The book which is his autobiography brings out this aspect in such an inspiring way that you feel wonder at his frankness.
Last time when I read his book, I was at a stage in life where my confidence was at all time low. I was shy, introvert, could not speak in groups. I used to feel that all my friends are much ahead of me in life and I have lost all hope in life and I will never be able to catch up with them in the race of life and I was 16 years old. I guess lot of people at that stage suffer from this. The life when it is just starting looks as ending already. This book brought in me that confidence and faith which I needed at that time. The fact that the person who being a lawyer could not speak facing a judge could move 30 crore Indians with his speach later in life told me that life is not over for me. What is important is to follow your convictions and desires and the results will come out some day. I have seen this change happenning in me over the years. I have found that in the end it is my faith and conviction which has seen me through the darkest times.
I know there are lot of people out there who do not agree for what he has written in this book and in fact criticize him for his experiments on education, medicine, celibacy, religion, freedom struggle.
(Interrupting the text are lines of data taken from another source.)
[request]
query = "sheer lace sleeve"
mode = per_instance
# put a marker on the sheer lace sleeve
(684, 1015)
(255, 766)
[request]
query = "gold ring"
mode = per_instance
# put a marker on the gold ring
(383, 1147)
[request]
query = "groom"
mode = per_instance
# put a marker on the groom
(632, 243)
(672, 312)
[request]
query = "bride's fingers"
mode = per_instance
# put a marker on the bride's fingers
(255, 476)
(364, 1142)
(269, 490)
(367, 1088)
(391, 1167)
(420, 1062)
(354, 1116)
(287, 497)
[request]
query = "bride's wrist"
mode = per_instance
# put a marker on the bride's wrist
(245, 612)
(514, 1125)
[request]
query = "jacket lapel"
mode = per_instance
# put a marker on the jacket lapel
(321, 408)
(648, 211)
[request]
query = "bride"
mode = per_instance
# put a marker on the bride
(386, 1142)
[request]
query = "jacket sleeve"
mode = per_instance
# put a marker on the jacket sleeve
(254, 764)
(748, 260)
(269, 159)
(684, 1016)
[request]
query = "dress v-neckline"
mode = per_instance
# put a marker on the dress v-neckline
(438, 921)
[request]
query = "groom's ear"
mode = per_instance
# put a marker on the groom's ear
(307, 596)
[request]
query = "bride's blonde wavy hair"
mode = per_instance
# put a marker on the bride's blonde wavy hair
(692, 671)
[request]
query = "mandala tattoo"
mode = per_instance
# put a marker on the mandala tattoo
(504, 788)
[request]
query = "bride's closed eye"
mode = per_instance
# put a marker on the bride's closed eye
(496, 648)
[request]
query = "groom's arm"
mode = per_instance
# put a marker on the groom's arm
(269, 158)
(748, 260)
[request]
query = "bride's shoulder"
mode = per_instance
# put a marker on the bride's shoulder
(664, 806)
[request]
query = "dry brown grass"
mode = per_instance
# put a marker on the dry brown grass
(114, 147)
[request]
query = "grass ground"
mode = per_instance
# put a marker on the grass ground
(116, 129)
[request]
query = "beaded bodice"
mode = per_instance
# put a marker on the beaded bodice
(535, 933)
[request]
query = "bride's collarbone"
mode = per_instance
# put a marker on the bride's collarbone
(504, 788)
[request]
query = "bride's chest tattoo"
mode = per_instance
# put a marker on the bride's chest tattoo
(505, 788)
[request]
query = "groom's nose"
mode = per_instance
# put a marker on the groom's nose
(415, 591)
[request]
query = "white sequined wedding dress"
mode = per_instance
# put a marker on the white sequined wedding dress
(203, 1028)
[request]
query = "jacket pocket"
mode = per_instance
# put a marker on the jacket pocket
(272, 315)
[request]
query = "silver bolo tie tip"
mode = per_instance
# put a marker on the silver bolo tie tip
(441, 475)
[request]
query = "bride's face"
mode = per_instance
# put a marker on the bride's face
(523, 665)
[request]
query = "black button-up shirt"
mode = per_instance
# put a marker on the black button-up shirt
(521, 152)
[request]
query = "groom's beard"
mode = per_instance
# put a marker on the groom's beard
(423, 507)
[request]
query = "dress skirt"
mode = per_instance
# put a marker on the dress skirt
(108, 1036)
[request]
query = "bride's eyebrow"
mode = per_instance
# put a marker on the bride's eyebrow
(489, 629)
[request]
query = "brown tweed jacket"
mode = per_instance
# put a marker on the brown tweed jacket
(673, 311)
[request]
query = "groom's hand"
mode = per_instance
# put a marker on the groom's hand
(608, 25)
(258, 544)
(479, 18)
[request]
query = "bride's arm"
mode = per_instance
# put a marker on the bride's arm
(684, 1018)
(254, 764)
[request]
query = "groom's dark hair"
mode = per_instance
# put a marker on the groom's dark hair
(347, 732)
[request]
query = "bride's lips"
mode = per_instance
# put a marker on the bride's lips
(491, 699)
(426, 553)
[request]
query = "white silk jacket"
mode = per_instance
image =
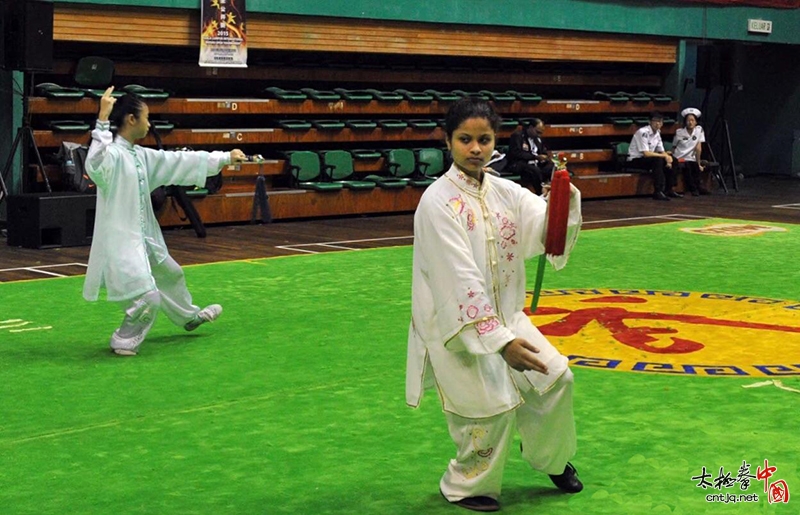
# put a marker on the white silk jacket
(471, 241)
(125, 229)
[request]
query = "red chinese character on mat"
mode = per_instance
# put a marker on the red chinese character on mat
(778, 492)
(765, 474)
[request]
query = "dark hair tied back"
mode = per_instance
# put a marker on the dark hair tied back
(129, 103)
(466, 108)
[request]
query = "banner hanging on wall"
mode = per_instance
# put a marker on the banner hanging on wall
(223, 38)
(779, 4)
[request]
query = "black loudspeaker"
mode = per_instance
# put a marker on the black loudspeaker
(29, 35)
(719, 65)
(731, 62)
(47, 220)
(707, 75)
(3, 35)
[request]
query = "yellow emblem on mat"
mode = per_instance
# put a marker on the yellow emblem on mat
(673, 332)
(733, 229)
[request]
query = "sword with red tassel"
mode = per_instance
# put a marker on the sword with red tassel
(557, 218)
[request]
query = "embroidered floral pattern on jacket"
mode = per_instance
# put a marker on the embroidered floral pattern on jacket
(457, 204)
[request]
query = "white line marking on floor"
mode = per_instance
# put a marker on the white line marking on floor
(43, 266)
(17, 324)
(45, 272)
(31, 329)
(291, 248)
(672, 216)
(328, 245)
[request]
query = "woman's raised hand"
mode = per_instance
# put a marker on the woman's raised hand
(106, 104)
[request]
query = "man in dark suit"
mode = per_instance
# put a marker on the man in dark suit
(528, 156)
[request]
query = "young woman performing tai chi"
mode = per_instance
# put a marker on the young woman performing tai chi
(129, 256)
(469, 337)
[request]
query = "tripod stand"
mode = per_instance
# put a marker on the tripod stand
(24, 135)
(728, 162)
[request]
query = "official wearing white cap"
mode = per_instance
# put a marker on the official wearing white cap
(687, 149)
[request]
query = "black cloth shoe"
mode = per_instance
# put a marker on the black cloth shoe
(477, 503)
(568, 480)
(659, 196)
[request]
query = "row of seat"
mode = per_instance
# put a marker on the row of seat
(333, 170)
(621, 97)
(301, 125)
(397, 95)
(638, 120)
(53, 90)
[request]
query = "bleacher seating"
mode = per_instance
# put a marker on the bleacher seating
(365, 133)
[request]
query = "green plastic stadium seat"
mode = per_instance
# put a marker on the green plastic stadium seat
(146, 93)
(361, 124)
(430, 162)
(385, 96)
(497, 96)
(304, 167)
(52, 90)
(386, 183)
(525, 97)
(423, 124)
(294, 125)
(196, 192)
(401, 164)
(413, 96)
(69, 126)
(285, 95)
(366, 154)
(620, 120)
(338, 169)
(658, 98)
(355, 95)
(162, 125)
(326, 96)
(442, 96)
(462, 93)
(640, 98)
(614, 98)
(392, 124)
(328, 125)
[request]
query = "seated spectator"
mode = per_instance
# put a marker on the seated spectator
(497, 163)
(528, 157)
(647, 151)
(687, 147)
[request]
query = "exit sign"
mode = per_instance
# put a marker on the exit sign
(761, 26)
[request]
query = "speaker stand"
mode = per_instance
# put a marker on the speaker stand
(721, 124)
(24, 136)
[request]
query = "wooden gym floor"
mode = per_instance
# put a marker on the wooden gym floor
(760, 199)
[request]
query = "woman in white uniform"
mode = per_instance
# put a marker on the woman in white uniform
(687, 149)
(469, 337)
(129, 256)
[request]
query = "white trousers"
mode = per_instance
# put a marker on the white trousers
(170, 296)
(546, 427)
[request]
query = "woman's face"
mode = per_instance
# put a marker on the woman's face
(141, 125)
(471, 145)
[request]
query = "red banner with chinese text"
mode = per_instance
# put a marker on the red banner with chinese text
(778, 4)
(223, 38)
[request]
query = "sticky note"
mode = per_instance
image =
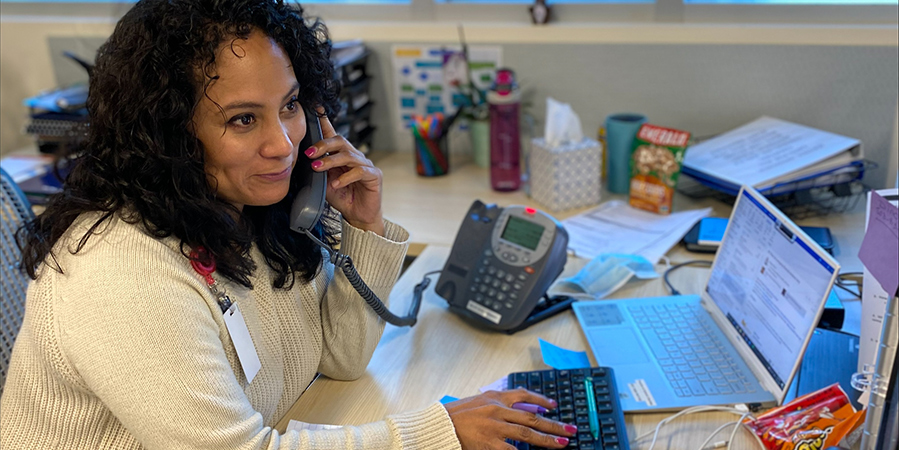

But he still did those experiments with courage that is unparallel. He was the biggest scientist in that sense doing his experiments. Many of his experiments did not give results. But who says that a person has to be right all the time. Yes, he must have failed and in some cases even if he succeeded there were no followers for those results but that is what makes him a human being, a scientist. He is not saying that he is telling sacred words which have to be followed like words of God. All he is telling is about his experiments. The idea that they are experiments mean that they can be wrong or may not give results. But the fact remains Satya and Ahimsa did bear the results for India and its people.
In the end, I would say it is a great book by a great human being and I thank him for giving us this gift.